The Wrong Mr. Right (The Queen's Cove Series #2)(3)



“May I please have that back?” I asked, trying to keep my voice polite. The panic rose through, though.

“So you do see me.” He shot me an amused look before reading from the book. “Yeuk and Gragol thrust their thick, monstrous members into Lady Nicoletta in tandem. Her cries of pleasure and delight echoed throughout the mountains—”

Oh my god.

“Wyatt.” I reached again for the book, but he turned away from me.

His eyebrows shot up and I was close enough to see how gray his eyes were. “You even know my name.”

I rolled my eyes. “Of course I know your name. Now, give me the book.”

“Lady Nicoletta’s feminine cavern began to quake with the force of her pleasure—”

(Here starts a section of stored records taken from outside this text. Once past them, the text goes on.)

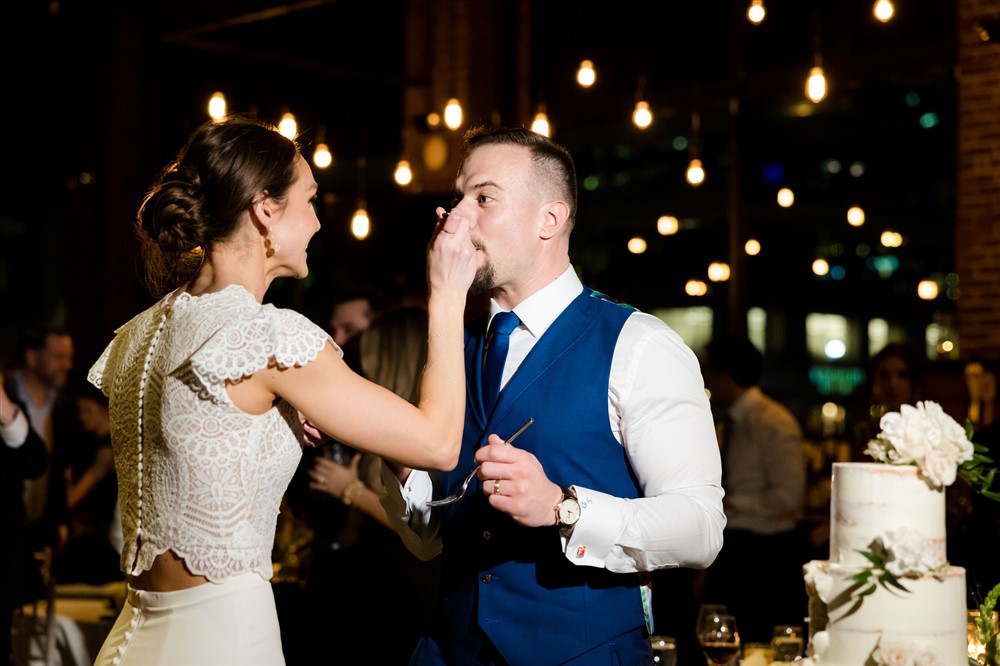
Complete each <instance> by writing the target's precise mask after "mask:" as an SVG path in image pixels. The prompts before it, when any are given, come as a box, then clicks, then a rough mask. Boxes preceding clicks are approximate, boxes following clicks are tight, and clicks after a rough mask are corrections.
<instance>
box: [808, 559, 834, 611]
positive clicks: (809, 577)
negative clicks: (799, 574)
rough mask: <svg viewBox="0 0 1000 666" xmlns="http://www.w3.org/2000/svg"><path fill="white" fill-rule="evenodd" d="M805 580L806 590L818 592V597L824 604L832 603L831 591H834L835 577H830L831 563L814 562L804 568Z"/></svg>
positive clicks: (817, 595) (817, 594) (812, 560)
mask: <svg viewBox="0 0 1000 666" xmlns="http://www.w3.org/2000/svg"><path fill="white" fill-rule="evenodd" d="M802 569H803V576H802V577H803V578H804V579H805V583H806V589H807V590H809V589H812V590H815V591H816V596H818V597H819V599H820V601H822V602H823V603H824V604H828V603H830V590H831V589H833V577H832V576H830V566H829V562H827V561H823V560H812V561H810V562H807V563H806V564H805V565H804V566H803V567H802Z"/></svg>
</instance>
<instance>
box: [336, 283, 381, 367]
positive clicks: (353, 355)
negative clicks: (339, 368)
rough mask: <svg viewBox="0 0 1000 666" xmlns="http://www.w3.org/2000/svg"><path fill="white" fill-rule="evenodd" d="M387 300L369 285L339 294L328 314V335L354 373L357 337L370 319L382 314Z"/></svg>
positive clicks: (376, 316) (353, 289)
mask: <svg viewBox="0 0 1000 666" xmlns="http://www.w3.org/2000/svg"><path fill="white" fill-rule="evenodd" d="M389 307H390V302H389V299H388V298H387V297H386V296H385V294H383V293H382V292H381V291H379V290H378V289H376V288H375V287H371V286H365V285H362V286H357V287H352V288H350V289H346V290H344V291H342V292H341V293H340V294H339V295H338V296H337V299H336V300H335V301H334V306H333V310H332V311H331V312H330V335H331V336H333V341H334V342H336V343H337V344H338V345H340V348H341V349H343V350H344V361H345V362H346V363H347V365H349V366H350V367H351V368H352V369H353V370H355V371H356V372H357V371H359V368H358V363H359V361H358V336H359V335H360V334H361V332H362V331H363V330H365V329H366V328H368V325H369V324H371V322H372V319H374V318H375V317H377V316H378V315H380V314H382V313H383V312H386V311H387V310H388V309H389Z"/></svg>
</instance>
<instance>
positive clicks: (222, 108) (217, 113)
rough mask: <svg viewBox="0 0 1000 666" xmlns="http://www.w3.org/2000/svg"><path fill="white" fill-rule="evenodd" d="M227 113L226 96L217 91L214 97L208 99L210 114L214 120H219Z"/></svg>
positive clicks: (212, 96)
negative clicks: (210, 98) (218, 92)
mask: <svg viewBox="0 0 1000 666" xmlns="http://www.w3.org/2000/svg"><path fill="white" fill-rule="evenodd" d="M225 115H226V96H225V95H223V94H222V93H215V94H214V95H212V99H210V100H208V116H209V117H210V118H211V119H212V120H219V119H220V118H222V117H224V116H225Z"/></svg>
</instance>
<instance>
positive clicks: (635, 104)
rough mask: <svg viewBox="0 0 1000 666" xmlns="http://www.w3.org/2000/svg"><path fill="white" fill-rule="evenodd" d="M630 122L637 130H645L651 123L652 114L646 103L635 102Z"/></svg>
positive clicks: (646, 102)
mask: <svg viewBox="0 0 1000 666" xmlns="http://www.w3.org/2000/svg"><path fill="white" fill-rule="evenodd" d="M632 122H633V123H635V126H636V127H638V128H639V129H646V128H647V127H649V126H650V124H652V122H653V112H652V111H650V110H649V103H648V102H636V103H635V111H633V112H632Z"/></svg>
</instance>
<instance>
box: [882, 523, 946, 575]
mask: <svg viewBox="0 0 1000 666" xmlns="http://www.w3.org/2000/svg"><path fill="white" fill-rule="evenodd" d="M882 545H883V547H884V548H885V550H886V555H887V561H886V563H885V569H886V571H888V572H889V573H891V574H892V575H893V576H896V577H897V578H900V577H903V576H917V575H921V574H925V573H930V572H932V571H935V570H937V569H940V568H941V567H942V566H944V565H946V564H947V562H946V561H945V559H944V558H943V557H942V556H941V554H940V553H938V552H936V551H935V548H934V544H933V543H932V542H931V540H930V539H928V538H927V537H925V536H924V535H923V534H921V533H920V532H918V531H917V530H914V529H911V528H909V527H902V528H899V529H895V530H887V531H886V532H885V534H884V535H883V536H882Z"/></svg>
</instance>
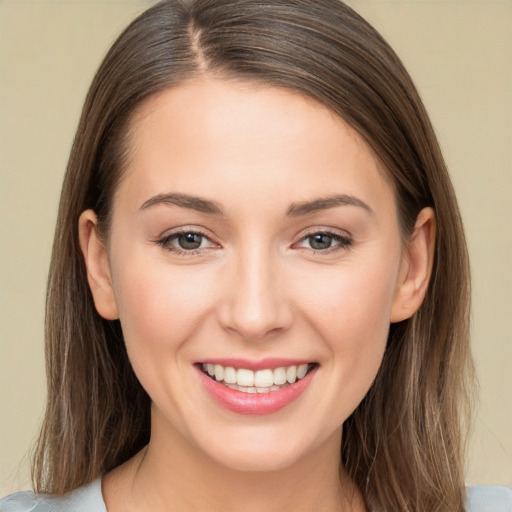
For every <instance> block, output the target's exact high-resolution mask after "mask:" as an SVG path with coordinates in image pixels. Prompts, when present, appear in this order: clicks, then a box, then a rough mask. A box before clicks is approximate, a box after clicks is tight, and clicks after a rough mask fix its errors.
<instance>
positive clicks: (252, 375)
mask: <svg viewBox="0 0 512 512" xmlns="http://www.w3.org/2000/svg"><path fill="white" fill-rule="evenodd" d="M236 383H237V384H238V385H239V386H247V387H252V386H254V372H253V371H252V370H246V369H245V368H240V369H238V370H237V371H236Z"/></svg>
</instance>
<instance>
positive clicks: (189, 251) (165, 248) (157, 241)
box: [156, 229, 215, 257]
mask: <svg viewBox="0 0 512 512" xmlns="http://www.w3.org/2000/svg"><path fill="white" fill-rule="evenodd" d="M180 235H197V236H200V237H201V238H202V239H206V240H208V242H210V243H211V244H212V245H213V246H214V245H215V244H214V243H213V242H212V241H211V240H210V238H209V237H208V236H207V235H206V234H205V233H202V232H201V231H197V230H194V229H182V230H180V231H176V232H174V233H171V234H170V235H166V236H164V237H163V238H160V239H158V240H156V244H157V245H159V246H161V247H163V248H164V249H165V250H167V251H169V252H172V253H174V254H177V255H178V256H185V257H187V256H195V255H197V254H200V253H201V252H203V251H204V250H205V249H213V248H215V247H206V248H204V247H203V248H201V247H199V248H197V249H191V250H185V249H180V248H179V247H176V246H175V245H172V243H171V242H173V241H174V240H177V239H178V237H179V236H180ZM201 243H202V241H201Z"/></svg>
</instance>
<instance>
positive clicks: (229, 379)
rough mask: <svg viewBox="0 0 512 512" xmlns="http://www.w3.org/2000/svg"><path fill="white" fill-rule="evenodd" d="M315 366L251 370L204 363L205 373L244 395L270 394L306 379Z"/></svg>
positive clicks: (203, 363) (305, 364)
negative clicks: (294, 383) (250, 394)
mask: <svg viewBox="0 0 512 512" xmlns="http://www.w3.org/2000/svg"><path fill="white" fill-rule="evenodd" d="M314 366H315V364H307V363H306V364H300V365H291V366H282V367H279V368H274V369H270V368H267V369H262V370H256V371H254V370H249V369H247V368H233V367H232V366H222V365H220V364H211V363H203V364H202V369H203V372H204V373H206V374H207V375H209V376H210V377H211V378H212V379H215V380H216V381H217V382H219V383H221V384H224V386H227V387H228V388H231V389H234V390H236V391H241V392H243V393H270V392H272V391H278V390H280V389H282V388H284V387H286V386H289V385H290V384H294V383H295V382H297V381H298V380H300V379H302V378H304V377H305V376H306V375H307V373H308V371H310V370H311V369H312V368H313V367H314Z"/></svg>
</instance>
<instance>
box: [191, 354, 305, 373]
mask: <svg viewBox="0 0 512 512" xmlns="http://www.w3.org/2000/svg"><path fill="white" fill-rule="evenodd" d="M314 362H315V361H312V360H311V359H292V358H284V357H266V358H264V359H258V360H254V359H252V360H251V359H243V358H231V357H230V358H224V357H214V358H207V359H203V360H201V361H199V362H198V364H219V365H221V366H224V367H228V366H230V367H232V368H246V369H247V370H253V371H256V370H267V369H270V370H274V369H275V368H281V367H286V366H298V365H301V364H311V363H314Z"/></svg>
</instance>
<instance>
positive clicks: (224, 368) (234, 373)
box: [224, 366, 236, 384]
mask: <svg viewBox="0 0 512 512" xmlns="http://www.w3.org/2000/svg"><path fill="white" fill-rule="evenodd" d="M224 382H225V383H226V384H236V370H235V369H234V368H232V367H231V366H228V367H227V368H224Z"/></svg>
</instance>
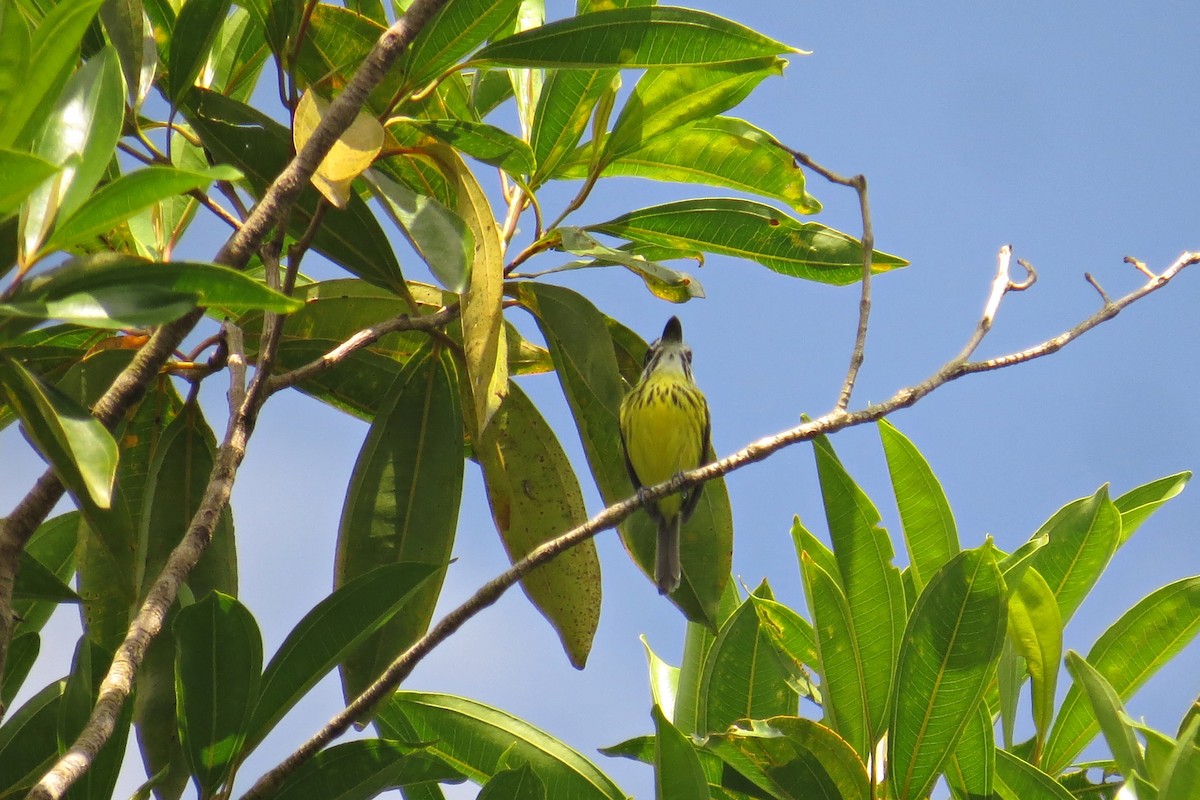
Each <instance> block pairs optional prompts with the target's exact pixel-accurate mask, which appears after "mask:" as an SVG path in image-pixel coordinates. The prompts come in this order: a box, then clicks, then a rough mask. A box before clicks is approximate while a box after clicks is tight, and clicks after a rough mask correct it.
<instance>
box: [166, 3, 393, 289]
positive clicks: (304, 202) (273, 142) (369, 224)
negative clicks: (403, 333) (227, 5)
mask: <svg viewBox="0 0 1200 800" xmlns="http://www.w3.org/2000/svg"><path fill="white" fill-rule="evenodd" d="M318 7H325V6H318ZM184 113H185V114H186V115H187V119H188V121H191V124H192V125H193V127H196V131H197V133H199V136H200V138H202V139H203V140H204V145H205V146H206V148H208V149H209V151H210V152H211V154H212V156H214V158H215V160H216V161H217V162H218V163H228V164H233V166H234V167H236V168H238V169H240V170H241V172H242V173H244V174H245V175H246V181H247V182H248V184H250V186H251V187H252V190H253V191H254V193H257V194H258V196H262V193H263V192H265V191H266V187H268V186H270V184H271V181H274V180H275V176H276V175H278V174H280V173H281V172H283V168H284V166H286V164H287V163H288V161H290V158H292V152H290V151H292V144H290V140H292V139H290V134H289V132H288V130H287V128H286V127H283V126H282V125H280V124H278V122H276V121H275V120H272V119H271V118H269V116H266V115H265V114H262V113H260V112H257V110H256V109H253V108H251V107H248V106H246V104H244V103H240V102H238V101H234V100H230V98H228V97H223V96H221V95H217V94H214V92H210V91H204V90H200V89H197V90H194V91H193V92H192V94H191V95H188V97H187V101H186V104H185V107H184ZM319 203H320V196H319V193H318V192H317V191H316V190H312V188H306V190H305V191H302V192H301V193H300V197H299V198H298V199H296V204H295V207H294V209H293V211H292V213H290V216H289V217H288V223H289V227H288V230H289V231H290V233H292V235H294V236H301V235H304V231H305V230H306V229H307V227H308V225H310V223H311V222H312V217H313V215H314V213H316V212H317V207H318V205H319ZM312 246H313V248H314V249H316V251H317V252H319V253H322V254H324V255H326V257H328V258H330V259H331V260H334V261H335V263H336V264H338V265H340V266H341V267H342V269H344V270H347V271H348V272H350V273H352V275H356V276H359V277H360V278H362V279H365V281H370V282H371V283H374V284H376V285H379V287H384V288H386V289H390V290H392V291H395V293H397V294H400V295H401V296H404V293H406V291H407V285H406V284H404V277H403V275H402V273H401V270H400V261H397V260H396V253H395V249H394V248H392V246H391V243H390V242H389V241H388V236H386V234H384V231H383V229H382V228H380V227H379V222H378V221H377V219H376V218H374V215H372V213H371V209H370V207H368V206H367V204H366V203H365V201H364V200H362V199H361V198H359V197H358V196H356V194H352V196H350V201H349V204H348V206H347V207H346V209H344V210H342V211H337V212H332V213H328V215H325V218H324V221H323V223H322V224H320V227H319V228H318V229H317V233H316V235H314V236H313V240H312Z"/></svg>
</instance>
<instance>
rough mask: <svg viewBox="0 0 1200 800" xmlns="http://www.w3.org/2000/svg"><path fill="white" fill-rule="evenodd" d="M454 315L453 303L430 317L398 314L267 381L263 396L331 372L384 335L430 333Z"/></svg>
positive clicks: (434, 313)
mask: <svg viewBox="0 0 1200 800" xmlns="http://www.w3.org/2000/svg"><path fill="white" fill-rule="evenodd" d="M457 315H458V305H457V303H455V305H451V306H445V307H444V308H440V309H438V311H436V312H433V313H432V314H424V315H421V317H409V315H408V314H401V315H400V317H392V318H391V319H389V320H385V321H383V323H379V324H378V325H372V326H370V327H364V329H362V330H360V331H358V332H355V333H354V335H353V336H350V337H349V338H348V339H346V341H344V342H342V343H341V344H338V345H337V347H336V348H334V349H332V350H330V351H329V353H326V354H325V355H323V356H320V357H319V359H314V360H313V361H310V362H308V363H306V365H305V366H302V367H296V368H295V369H293V371H290V372H284V373H283V374H281V375H275V377H274V378H271V379H270V380H268V381H266V390H265V391H266V395H268V396H270V395H274V393H275V392H277V391H280V390H281V389H287V387H288V386H294V385H295V384H299V383H301V381H304V380H308V379H310V378H312V377H314V375H318V374H320V373H323V372H326V371H329V369H332V368H334V367H336V366H337V365H340V363H341V362H342V361H344V360H346V359H348V357H350V355H353V354H354V353H358V351H359V350H361V349H362V348H365V347H371V345H372V344H374V343H376V342H378V341H379V339H382V338H383V337H384V336H386V335H388V333H395V332H397V331H430V330H434V329H438V327H442V326H443V325H445V324H446V323H449V321H450V320H451V319H454V318H455V317H457Z"/></svg>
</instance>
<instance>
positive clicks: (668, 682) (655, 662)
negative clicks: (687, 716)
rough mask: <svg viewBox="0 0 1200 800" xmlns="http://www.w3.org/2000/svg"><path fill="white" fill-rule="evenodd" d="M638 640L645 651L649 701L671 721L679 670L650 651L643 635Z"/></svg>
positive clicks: (677, 690) (653, 651)
mask: <svg viewBox="0 0 1200 800" xmlns="http://www.w3.org/2000/svg"><path fill="white" fill-rule="evenodd" d="M638 638H640V639H641V640H642V649H643V650H646V661H647V667H648V672H649V679H650V699H652V700H653V702H654V705H656V706H658V708H660V709H666V710H665V711H664V715H666V717H667V720H668V721H673V717H674V709H676V699H677V697H678V694H679V668H678V667H672V666H671V664H668V663H667V662H666V661H664V660H662V658H660V657H659V656H658V655H656V654H655V652H654V650H652V649H650V643H649V640H647V638H646V634H644V633H643V634H642V636H640V637H638Z"/></svg>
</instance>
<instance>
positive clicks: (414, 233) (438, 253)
mask: <svg viewBox="0 0 1200 800" xmlns="http://www.w3.org/2000/svg"><path fill="white" fill-rule="evenodd" d="M365 178H366V180H367V182H368V184H370V185H371V187H372V188H373V190H376V197H378V198H379V199H380V201H382V205H383V210H384V211H385V212H386V213H388V216H389V217H391V219H392V222H395V223H396V227H397V228H400V230H401V233H402V234H404V237H406V239H407V240H408V243H410V245H412V246H413V249H415V251H416V252H418V254H419V255H420V257H421V258H422V259H425V263H426V264H427V265H428V266H430V271H431V272H433V276H434V277H436V278H437V279H438V283H440V284H442V285H443V287H445V288H446V289H448V290H450V291H454V293H455V294H460V293H462V291H463V290H464V289H466V288H467V284H468V283H469V281H470V265H472V258H473V255H474V252H475V237H474V235H473V234H472V233H470V228H468V227H467V223H466V222H463V218H462V217H460V216H458V215H457V213H455V212H454V211H451V210H450V209H448V207H445V206H444V205H442V204H440V203H438V201H437V200H436V199H433V198H432V197H426V196H425V194H418V193H416V192H414V191H413V190H410V188H408V187H407V186H403V185H401V184H397V182H396V181H394V180H391V179H390V178H388V176H386V175H384V174H383V173H380V172H377V170H368V172H367V173H366V175H365Z"/></svg>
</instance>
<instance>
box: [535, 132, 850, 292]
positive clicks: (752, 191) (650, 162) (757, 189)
mask: <svg viewBox="0 0 1200 800" xmlns="http://www.w3.org/2000/svg"><path fill="white" fill-rule="evenodd" d="M589 163H590V152H589V148H587V146H584V148H581V149H580V150H577V151H576V152H575V155H574V161H572V162H570V163H568V164H565V166H564V167H563V168H562V169H560V170H558V172H557V173H556V175H554V176H556V178H583V176H584V175H586V174H587V170H588V167H589ZM600 174H601V175H602V176H618V175H624V176H629V178H644V179H647V180H654V181H661V182H678V184H702V185H706V186H720V187H724V188H731V190H736V191H739V192H746V193H749V194H757V196H758V197H766V198H770V199H774V200H779V201H781V203H786V204H787V205H788V206H791V207H792V209H793V210H794V211H797V212H799V213H816V212H817V211H820V210H821V203H820V201H817V199H816V198H814V197H812V196H811V194H809V193H808V190H806V188H805V179H804V173H803V172H802V170H800V169H799V168H798V167H797V166H796V163H794V162H793V161H792V157H791V156H790V155H787V154H786V152H785V151H784V150H781V149H780V148H778V146H775V144H774V139H773V138H772V136H770V134H769V133H767V132H766V131H763V130H762V128H758V127H755V126H754V125H750V124H749V122H746V121H744V120H739V119H736V118H732V116H714V118H712V119H707V120H697V121H695V122H690V124H688V125H683V126H680V127H677V128H673V130H671V131H666V132H664V133H660V134H658V136H655V137H654V138H653V139H650V140H648V142H644V143H643V144H642V145H641V146H640V148H637V149H636V150H631V151H630V152H626V154H624V155H622V156H619V157H618V158H616V160H613V161H611V162H608V163H606V164H605V167H604V169H602V170H601V172H600ZM860 264H862V261H859V265H860ZM859 272H862V269H859Z"/></svg>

I grabbed for the book again, brushing his arm and practically hugging him from behind. My fingers made contact with the book, and I snatched it away before straightening up. My face was on fire once again.

I cleared my throat and set the book back on the pile. “Something I can help you with?”

“I’m here for the orc erotica.”

I gave him a flat look and he returned it with a lazy, amused grin. No doubt, he could see how red my face was.

“Elizabeth asked me to pick her book up for her. She’s in Victoria until this evening and wanted to start it tonight. She said you told her it was in this morning.”

Victoria was the nearest city, a three-hour drive away. Wyatt’s mother, Elizabeth, a warm and funny woman, had ordered in a historical romance I had recommended the month before. It had been on back-order from the publisher for a few weeks.

I located the book on the shelf behind me where we kept the special orders and handed it to him. “She’s already paid.”

“Great.” His gaze skimmed me, and I felt naked.

This was the difference between hot people like Thérèse and Wyatt, and myself. I peeked at people around bookshelves, shot quick glances when they weren’t looking. Wyatt and Thérèse stared openly, with zero shame or embarrassment.

One side of Wyatt’s mouth hitched. “Thanks, Hannah.”

It was the first time I’d ever heard him say my name. We’d gone to the same elementary school and the same high school, and now we both lived in our tiny coastal town of Queen’s Cove as adults, and not once had he said my name. The guy didn’t notice me most of the time because he was out surfing and I was here, in this musty old bookstore my mom had opened when I was a baby.

The memory of his hand on my lower back seared into my mind. Wyatt and I were the witnesses at Avery’s wedding last year. She married Wyatt’s brother, Emmett. When we signed the marriage certificate, Wyatt’s hand came to my lower back and he nudged me forward with a wink.

I still shivered, thinking about how warm his hand had been on my back, even through the fabric of my dress. The quick, roguish grin he had flashed me while I stood, mouth hanging open.

And now he was here in my old bookstore, standing shirtless with all his muscles and damp hair.

“You can’t be shirtless in here,” I blurted out. “It’s a health hazard.”

He raised an amused eyebrow. “A health hazard.”

My face heated and I said the first thing that came to mind. “You could get hair in the books.”

What?

“I could get hair… in the books,” he repeated, rolling his lips to hide a smile.

“Yep. Chest hair.”

He snorted and I wanted to sink into this ugly carpet from the nineties.

“Well, in that case, I’ll be going.” He turned and headed to the door, his network of back muscles moving as he walked. “Let me know if you find any chest hairs, I’ll come get them.”

He disappeared out the door and I could breathe again.

I spent the next few minutes clearing space in the romance section for the orc erotica. The romance section was growing and took up more shelves than crime and thrillers. That thought made me smug. The previous year, the romance and erotica industry had made double what crime and thrillers had made. Romance novels accounted for half our measly sales.

I wished we could only sell romance novels, but my dad wouldn’t like that. He didn’t have anything against romance novels themselves, he just didn’t want to change anything about the store. The store was my mom’s, and if we changed it, well, that was practically spitting on her grave.

A notification pinged on the store email, and I woke the computer up to check it.

My heart stopped.

Liya’s paycheck payment had bounced. There hadn’t been enough money in the account last night. My stomach knotted itself over and over as I rushed to transfer money from my savings back into the store account. She hadn’t said anything today so maybe she hadn’t noticed yet. I transferred her the amount manually and prayed she wouldn’t notice the first failed payment.

I guess I wouldn’t be taking a salary for the foreseeable future.

Disappointment bled into my stomach and I pressed my mouth into a tight line, scrolling through the accounts. My dad owned the building so there was no mortgage to pay, and we could thank the low property prices in Queen’s Cove in the nineties for that, because there was no way we could afford it today. Utilities, Liya’s salary, taxes, fees for our credit card system, they added up to a total which exceeded our sales.